For the matched control group, 89 patients were identified to match the 89 patients of the study group for whom a 12 month follow-up was available. A 12-month follow-up after CMR and details about embolic events prior to the CMR were available for all controls. As per matching, sex [72 male, 17 female], age (62 ± 13.3 years) and LV ejection fraction (36.7 ± 13.4%) did not differ between the study group and controls. Neither did the rate of anticoagulation prior to (p = 0.84) or after the CMR exam (p = 0.77). The underlying cardiac pathology was an ischemic cardiomyopathy in 61 (68.5%), a dilated cardiomyopathy in 14 (15.7%) and another non-ischemic cardiomyopathy in 14 (15.7%). Cardiovascular risk factors were equally common with hypertension in 51 (57.3%), a smoking habit in 50 (56.2%), hypercholesterolaemia in 35 (39.3%), diabetes in 15 (16.9%), family history in 15 (16.9%) and obesity in 18 patients (20.2%), respectively.

CMR showed a reduced ejection fraction in most patients (89.5%), with 46.3% of patients exhibiting an ejection fraction of < 40%, a known precipitator of thrombus development [43]. Global longitudinal strain was − 9.3 ± 2.2%, whereas regional longitudinal strain at the thrombus location was significantly lower (− 2.8 ± 2.6%, p < 0.001). In 87.4% of patients, the thrombus was located in the apex and local akinesia was present at the site of the thrombus in nearly all patients (98.9%). 83.2% had an aneurysm at the site of the thrombus. Multiple thrombi were present in 12.6% and protruding thrombi in 51.6%. The mean thrombus size (2D) was 1.6 ± 1.6 cm². 43 patients underwent dobutamine stress (36 high-dose, 7 low-dose) whereas 52 underwent vasodilator stress CMR. Heart rate increased in all groups, most notably during high-dose dobutamine stress (Δ 68/min). The dobutamine stress CMR was positive in 3 cases and vasodilator stress CMR in 9 cases. The positive stress CMR lead to a successful revascularization of the affected coronary via PCI in 7 patients and via Bypass in 2 patients. In 1 patient, a coronary artery bypass surgery was initiated but ultimately failed. In 4 patients (2 of those with negative stress CMR but persisting symptoms) a revascularization via PCI was planned but estimated as technically infeasible during invasive diagnostic angiography. CMR data is given in Tables 2, 3 and exemplary cases are shown in Fig. 1.

Only three patients (3.1%) experienced moderate or severe symptoms during high-dose dobutamine stress, which completely resolved without medication. There were no minor or major complications during and up to 48 h after the CMR stress exam, and no examination had to be aborted. No patient in the control group experienced symptoms or complications during CMR and up to 48 h after the exam. Details on periprocedural safety data are given in Table 4.

In 61 patients, multimodality imaging with an additional transthoracic echocardiography within 30 days was available. The LV thrombus was only found in 17 cases (27.9%) by echocardiography.

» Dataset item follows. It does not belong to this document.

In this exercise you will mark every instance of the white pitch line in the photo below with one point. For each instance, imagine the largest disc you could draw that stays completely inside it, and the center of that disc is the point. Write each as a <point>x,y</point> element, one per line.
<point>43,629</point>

As a results of the newly diagnosed LV thrombus, anticoagulation was initiated in 65 patients. Of those, only 11 LV thrombi would have been diagnosed with echocardiography alone and the diagnosis and treatment decision were solely dependent on CMR imaging in the other 54.

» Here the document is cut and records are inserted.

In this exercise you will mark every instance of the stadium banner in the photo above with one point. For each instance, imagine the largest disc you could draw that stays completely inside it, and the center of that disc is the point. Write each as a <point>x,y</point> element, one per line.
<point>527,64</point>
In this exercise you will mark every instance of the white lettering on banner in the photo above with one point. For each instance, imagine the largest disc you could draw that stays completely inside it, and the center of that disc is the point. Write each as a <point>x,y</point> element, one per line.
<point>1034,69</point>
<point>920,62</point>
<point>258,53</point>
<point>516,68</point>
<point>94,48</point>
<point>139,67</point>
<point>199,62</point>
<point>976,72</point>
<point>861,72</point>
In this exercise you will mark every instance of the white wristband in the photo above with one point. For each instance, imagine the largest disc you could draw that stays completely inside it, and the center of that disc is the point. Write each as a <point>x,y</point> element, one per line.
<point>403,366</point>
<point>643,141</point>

Follow-up imaging (echocardiography or CMR) was conducted for 74 patients at least 3 months after the initial CMR exam. A thrombus resolution was observed in 55 cases (74.3%). In the subgroup of patients undergoing CMR as follow-up, thrombus resolution was observed in 27 of 42 patients (64.3%). There was no significant correlation between the type of anticoagulant and thrombus resolution (p = 0.299). Data is displayed in Fig. 2.

The thrombus characteristics size, mobility and protrusion did not correlate with the occurrence of embolic events in the study group (p = 0.625, p = 0.988, p = 0.848) or death (p = 0.329, p = 1, p = 0.236). Likewise, embolic events were independent of the chosen anticoagulant (p = 0.883 before CMR, p = 0.146 after CMR) and stress agent (p = 0.437) for the study group. During a median follow-up of 33.7 months, 6 deaths (6.3%) occurred in the study group with no correlation observed to the choice of stress agent or thrombus characteristics. The outcomes of the study group and controls are displayed in Fig. 3.